While there are plenty of good teams and great match-ups remaining in the NCAA Tournament, you could argue that the three best squads left in the field are Kentucky, Wisconsin and Arizona.

What do those three teams have in common? They’re all on the left side of the bracket.

Yes, with Villanova and Virginia bowing out in the East Region, No. 1 Duke is the favorite to advance not only to the Final Four, but also to the national title game. The Blue Devils (31-4) face No. 5 Utah (26-8) in the Sweet 16 this Friday at 9:45 p.m. ET. If victorious, they will face the winner of No. 2 Gonzaga versus No. 11 UCLA.

But if Duke has a fatal flaw, what is it?

“Free-throw shooting comes into play with their bigs,” Westwood One college basketball analyst Kelly Tripucka said on CBS Sports Radio’s The DA Show. “That’s definitely (a concern). They have two guards that shoot 88 (percent) or better – and that’s a good thing because obviously when you get the ball in-bounds, those two guys are quick.”

Those two guys are senior Quinn Cook and Tyus Jones. Jahlil Okafor, meanwhile, hovered around 51 percent from the foul line this season; Justice Winslow hovered around 61 percent.

That’s not good.

Still, the Blue Devils, who beat No. 16 Robert Morris and No. 8 San Diego State by a combined 48 points, have a couple of things going for them.

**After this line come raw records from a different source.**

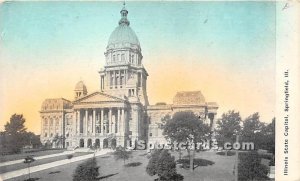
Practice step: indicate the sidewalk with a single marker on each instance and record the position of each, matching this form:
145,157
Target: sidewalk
2,164
17,173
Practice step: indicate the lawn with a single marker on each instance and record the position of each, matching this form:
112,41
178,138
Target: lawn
18,166
219,169
4,158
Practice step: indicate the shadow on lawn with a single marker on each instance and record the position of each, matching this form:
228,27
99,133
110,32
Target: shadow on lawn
133,164
54,172
185,163
32,179
107,176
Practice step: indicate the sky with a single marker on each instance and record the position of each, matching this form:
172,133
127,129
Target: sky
224,49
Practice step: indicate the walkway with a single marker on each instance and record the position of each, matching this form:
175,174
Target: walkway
36,158
17,173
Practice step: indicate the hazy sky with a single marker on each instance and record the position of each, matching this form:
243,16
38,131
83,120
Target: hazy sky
224,49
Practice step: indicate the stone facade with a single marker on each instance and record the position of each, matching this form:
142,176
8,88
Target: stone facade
120,110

“They run as well as anybody,” Tripucka said. “I’m telling you: They’re impressive in person. I’ve seen them a lot this year, but to see them in person – the transition they make from turnover to offense is a blur. They get the ball out, they pressure you, they create turnovers and they’re gone. They don’t run for two. They’ll get twos, but they run for threes. They get down the court and find (open shots.)”

Okafor has been Duke’s best player this year. He led the team in scoring, rebounding and blocks during the regular season, and he has 47 points, nine rebounds, five blocks and three assists through two tournament games. He’s shot 21-of-27 (77.7 percent) from the floor and 5-of-8 (62.5 percent) from the foul line.

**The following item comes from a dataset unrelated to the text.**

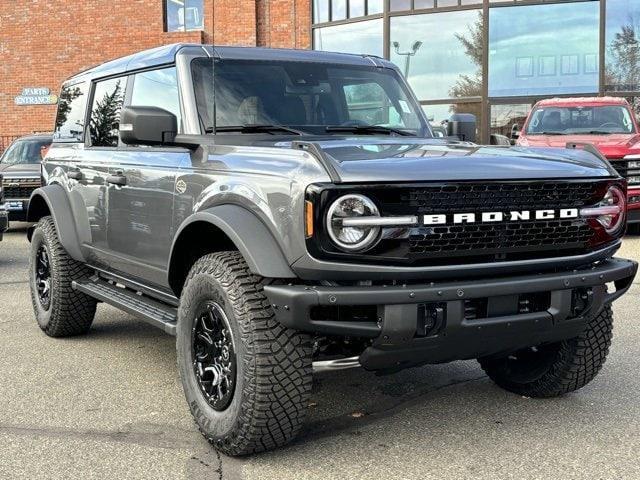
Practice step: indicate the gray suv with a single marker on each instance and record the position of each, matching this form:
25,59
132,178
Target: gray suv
282,211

“Jahlil Okafor is the real deal,” Tripucka said. “He’s a real center. What a pleasure to watch and see him develop. He’s still got a ways to go. He’s going to get only better. He’s just scratching the surface, but boy that kid can play. He is very good.”

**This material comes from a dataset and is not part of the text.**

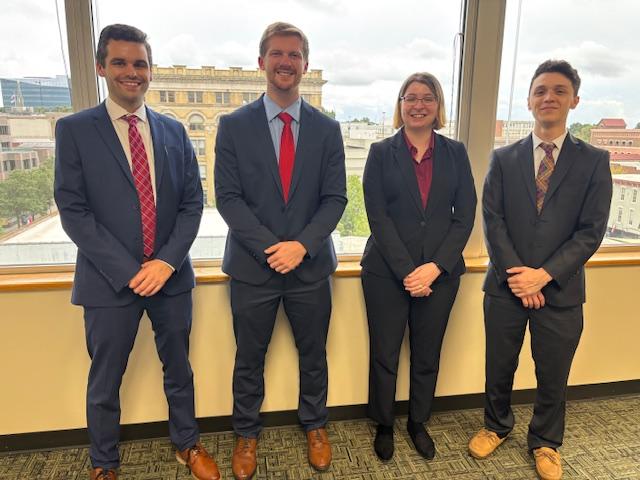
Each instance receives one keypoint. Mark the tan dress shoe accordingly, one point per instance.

But if there’s one thing that could catch up with Duke, Tripucka said, it’s their depth.

“They have eight players – eight scholarship players, eight McDonald’s All-Americans. If Okafor gets in foul trouble, that’s going to be a big problem. They got to stay out of foul trouble, particularly him. And if they have an off night shooting, that may be a problem as well.

“But they’re pretty darn good, I’ll tell you that.”